Usually you will also be using several libraries, i.e. existing .jar files you obtained from the Internet. Very common examples are log4j (a logging framework) or JDBC libraries for accessing a database etc. Also you might have your own sub-modules that are deployed in separate jarfiles (like 'utilities_1_0.jar' above). How things are split over jarfiles is a deployment/distribution matter, they still all share the universal namespace for Java source code. So in effect, you could unzip all the jarfiles and put the contents in one big directory structure if you wanted to (but you generally don't).

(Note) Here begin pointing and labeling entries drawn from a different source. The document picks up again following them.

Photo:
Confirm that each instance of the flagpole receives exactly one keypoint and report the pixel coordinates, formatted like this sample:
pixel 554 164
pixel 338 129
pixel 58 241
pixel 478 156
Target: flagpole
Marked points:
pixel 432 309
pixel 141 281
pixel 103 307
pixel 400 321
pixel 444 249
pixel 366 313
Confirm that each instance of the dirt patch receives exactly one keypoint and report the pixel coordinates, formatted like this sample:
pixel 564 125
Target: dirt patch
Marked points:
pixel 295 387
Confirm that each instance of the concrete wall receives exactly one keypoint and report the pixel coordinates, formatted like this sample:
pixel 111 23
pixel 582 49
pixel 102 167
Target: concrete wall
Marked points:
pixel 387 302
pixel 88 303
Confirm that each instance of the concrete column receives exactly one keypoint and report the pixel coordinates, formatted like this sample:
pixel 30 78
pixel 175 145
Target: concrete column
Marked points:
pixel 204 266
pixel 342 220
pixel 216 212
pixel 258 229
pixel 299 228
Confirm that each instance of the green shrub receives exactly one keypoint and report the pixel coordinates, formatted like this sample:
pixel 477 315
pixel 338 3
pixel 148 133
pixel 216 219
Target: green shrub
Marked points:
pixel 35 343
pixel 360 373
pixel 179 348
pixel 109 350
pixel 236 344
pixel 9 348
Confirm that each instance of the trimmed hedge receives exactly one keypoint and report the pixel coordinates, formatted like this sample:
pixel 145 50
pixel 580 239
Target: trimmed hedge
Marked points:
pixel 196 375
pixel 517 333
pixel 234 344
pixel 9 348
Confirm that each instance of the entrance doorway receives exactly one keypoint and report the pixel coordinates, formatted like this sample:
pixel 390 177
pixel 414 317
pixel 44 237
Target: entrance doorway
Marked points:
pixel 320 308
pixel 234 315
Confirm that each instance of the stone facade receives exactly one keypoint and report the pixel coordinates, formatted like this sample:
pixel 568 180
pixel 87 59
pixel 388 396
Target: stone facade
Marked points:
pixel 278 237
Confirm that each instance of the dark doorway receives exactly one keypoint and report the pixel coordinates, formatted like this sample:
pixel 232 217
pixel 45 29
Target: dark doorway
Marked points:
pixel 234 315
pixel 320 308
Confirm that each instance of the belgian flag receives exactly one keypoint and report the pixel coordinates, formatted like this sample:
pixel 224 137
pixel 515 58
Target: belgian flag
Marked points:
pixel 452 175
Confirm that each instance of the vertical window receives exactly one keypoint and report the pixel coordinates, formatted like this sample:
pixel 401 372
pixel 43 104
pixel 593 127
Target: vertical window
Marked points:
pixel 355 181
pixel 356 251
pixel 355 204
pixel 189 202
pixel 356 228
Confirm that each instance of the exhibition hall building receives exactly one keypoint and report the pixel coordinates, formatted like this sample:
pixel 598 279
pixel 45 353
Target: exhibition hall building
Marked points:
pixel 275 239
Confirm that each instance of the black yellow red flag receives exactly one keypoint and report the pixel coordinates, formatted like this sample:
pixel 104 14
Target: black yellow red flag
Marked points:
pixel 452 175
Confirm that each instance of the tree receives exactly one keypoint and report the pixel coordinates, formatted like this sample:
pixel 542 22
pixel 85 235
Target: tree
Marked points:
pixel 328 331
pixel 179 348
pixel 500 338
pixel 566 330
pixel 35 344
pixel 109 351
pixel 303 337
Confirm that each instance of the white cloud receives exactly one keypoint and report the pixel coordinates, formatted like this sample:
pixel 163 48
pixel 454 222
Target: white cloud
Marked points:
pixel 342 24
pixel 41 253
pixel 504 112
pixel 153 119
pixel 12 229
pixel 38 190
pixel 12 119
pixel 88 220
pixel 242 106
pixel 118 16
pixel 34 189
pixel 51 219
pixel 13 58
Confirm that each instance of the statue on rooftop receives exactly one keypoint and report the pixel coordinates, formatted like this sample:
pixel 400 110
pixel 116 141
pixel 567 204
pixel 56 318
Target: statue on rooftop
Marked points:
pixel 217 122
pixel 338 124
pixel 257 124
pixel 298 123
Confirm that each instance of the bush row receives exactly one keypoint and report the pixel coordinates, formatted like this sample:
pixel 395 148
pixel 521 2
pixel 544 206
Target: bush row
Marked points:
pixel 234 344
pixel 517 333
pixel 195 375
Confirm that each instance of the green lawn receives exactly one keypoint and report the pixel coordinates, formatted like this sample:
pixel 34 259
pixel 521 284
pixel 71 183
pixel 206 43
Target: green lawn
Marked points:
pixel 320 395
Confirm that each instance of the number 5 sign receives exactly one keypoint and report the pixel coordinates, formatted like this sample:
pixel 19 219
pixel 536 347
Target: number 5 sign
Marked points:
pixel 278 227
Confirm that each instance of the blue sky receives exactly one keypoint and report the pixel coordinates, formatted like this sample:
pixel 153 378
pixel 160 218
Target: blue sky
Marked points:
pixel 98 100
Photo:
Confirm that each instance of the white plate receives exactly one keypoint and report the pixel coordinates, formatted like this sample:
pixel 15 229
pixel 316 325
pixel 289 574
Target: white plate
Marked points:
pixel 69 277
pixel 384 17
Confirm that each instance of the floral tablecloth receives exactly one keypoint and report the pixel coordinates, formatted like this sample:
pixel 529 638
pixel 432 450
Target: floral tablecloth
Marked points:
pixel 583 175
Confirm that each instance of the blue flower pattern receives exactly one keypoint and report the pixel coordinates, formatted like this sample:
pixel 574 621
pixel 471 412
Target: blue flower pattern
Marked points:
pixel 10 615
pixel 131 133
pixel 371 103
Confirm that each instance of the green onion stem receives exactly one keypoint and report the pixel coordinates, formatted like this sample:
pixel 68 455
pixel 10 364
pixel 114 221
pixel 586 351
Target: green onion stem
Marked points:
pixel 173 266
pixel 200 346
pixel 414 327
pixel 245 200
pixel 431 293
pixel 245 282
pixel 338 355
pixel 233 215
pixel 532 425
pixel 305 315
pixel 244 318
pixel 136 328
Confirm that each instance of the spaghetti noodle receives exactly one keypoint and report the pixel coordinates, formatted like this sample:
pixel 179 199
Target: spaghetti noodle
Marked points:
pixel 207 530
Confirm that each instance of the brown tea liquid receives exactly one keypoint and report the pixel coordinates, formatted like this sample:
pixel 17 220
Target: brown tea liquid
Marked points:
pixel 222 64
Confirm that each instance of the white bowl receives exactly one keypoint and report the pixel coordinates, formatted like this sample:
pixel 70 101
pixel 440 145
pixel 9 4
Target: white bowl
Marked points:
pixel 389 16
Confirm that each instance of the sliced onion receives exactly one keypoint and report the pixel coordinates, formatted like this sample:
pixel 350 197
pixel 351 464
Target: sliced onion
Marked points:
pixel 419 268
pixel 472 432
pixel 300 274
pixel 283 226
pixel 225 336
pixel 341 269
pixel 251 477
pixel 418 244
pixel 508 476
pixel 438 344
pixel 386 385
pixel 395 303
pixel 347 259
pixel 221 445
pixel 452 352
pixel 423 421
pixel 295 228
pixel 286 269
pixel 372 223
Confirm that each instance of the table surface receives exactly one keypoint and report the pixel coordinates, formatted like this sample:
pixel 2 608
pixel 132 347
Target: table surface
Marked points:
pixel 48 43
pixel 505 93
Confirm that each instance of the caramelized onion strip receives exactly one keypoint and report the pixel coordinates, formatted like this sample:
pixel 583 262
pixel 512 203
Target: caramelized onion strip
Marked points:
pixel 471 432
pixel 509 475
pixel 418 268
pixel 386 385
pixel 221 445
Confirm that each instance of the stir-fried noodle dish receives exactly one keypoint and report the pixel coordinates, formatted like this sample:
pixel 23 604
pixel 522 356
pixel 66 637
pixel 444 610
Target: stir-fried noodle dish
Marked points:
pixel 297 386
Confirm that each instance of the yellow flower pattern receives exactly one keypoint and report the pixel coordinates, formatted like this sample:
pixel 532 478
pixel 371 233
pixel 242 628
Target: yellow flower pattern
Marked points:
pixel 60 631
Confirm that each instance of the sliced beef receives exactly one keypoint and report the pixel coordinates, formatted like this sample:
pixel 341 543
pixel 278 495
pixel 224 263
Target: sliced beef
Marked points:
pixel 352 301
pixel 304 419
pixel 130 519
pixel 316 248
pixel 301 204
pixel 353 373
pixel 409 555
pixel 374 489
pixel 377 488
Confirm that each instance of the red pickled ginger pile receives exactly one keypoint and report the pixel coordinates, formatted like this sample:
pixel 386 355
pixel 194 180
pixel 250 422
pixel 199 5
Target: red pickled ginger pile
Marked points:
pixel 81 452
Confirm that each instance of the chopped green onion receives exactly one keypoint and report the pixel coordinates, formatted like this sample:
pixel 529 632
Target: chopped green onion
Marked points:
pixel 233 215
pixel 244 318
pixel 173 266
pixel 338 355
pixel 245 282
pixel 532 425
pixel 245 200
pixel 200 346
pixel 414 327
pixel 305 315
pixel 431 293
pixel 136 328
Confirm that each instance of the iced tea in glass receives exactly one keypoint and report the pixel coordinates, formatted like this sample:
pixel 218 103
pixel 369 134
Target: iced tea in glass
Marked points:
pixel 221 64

When running a Java application which uses/consists of multiple libraries, you run into what is commonly referred to as 'Classpath hell'. One of the biggest drawbacks of Java as we know it. (note: help is supposedly on the way). To run a Java application on the command line (i.e. not from Eclipse) you have to specify every single .jar file location on the classpath. When you are using one of Java's many frameworks (Maven, Spring, OSGi, Gradle) there is usually some form of support to alleviate this pain. If you are building a web application you would generally just have to adhere to its layering/deployment conventions to be able to easily deploy the thing in the web container of your choice (Tomcat, Jetty, Glassfish).
I hope this gives some general insight in how things work in Java!
[a] To make an executable jar of the MyApp application you need a JDK on your path. Then use the following command line in your compile (bin or target) directory:
jar cvfe myapp.jar com.mycompany.myapp.MyApp com\mycompany\myapp
You can then execute it from the command line with:
java -jar myapp.jar
or by double-clicking the jar file. Note you won't see the Java console in that case so this is only useful for applications that have their own GUI (like a Swing app) or that may run in the background (like a socket server).
Maven has a well thought out standard directory layout. Even if you are not using it Maven directly, you can think of this as a defacto standard. Maven "multi module" projects are a fair analogy to the .net multiple assembly layout that you described.
Typically you would create related/sub projects as different Projects in Eclipse.
There are two things you need to clarify before this question can be answered:
Which source code repository will you use?
Which build system will you use to automatically build artifacts outside of Eclipse?
The answers will strongly influence your options.
We have opted for "one Eclipse project pr component" which may be either a library or a finished runnable/executable jar. This has made it easy to automate with Hudson. Our usage of CVS is also easier, since single projects do not have multiple responsibilities.
Note, each project may contain several source folders separating e.g. test code from configuration from Java source. That is not as important as simplifying your structure.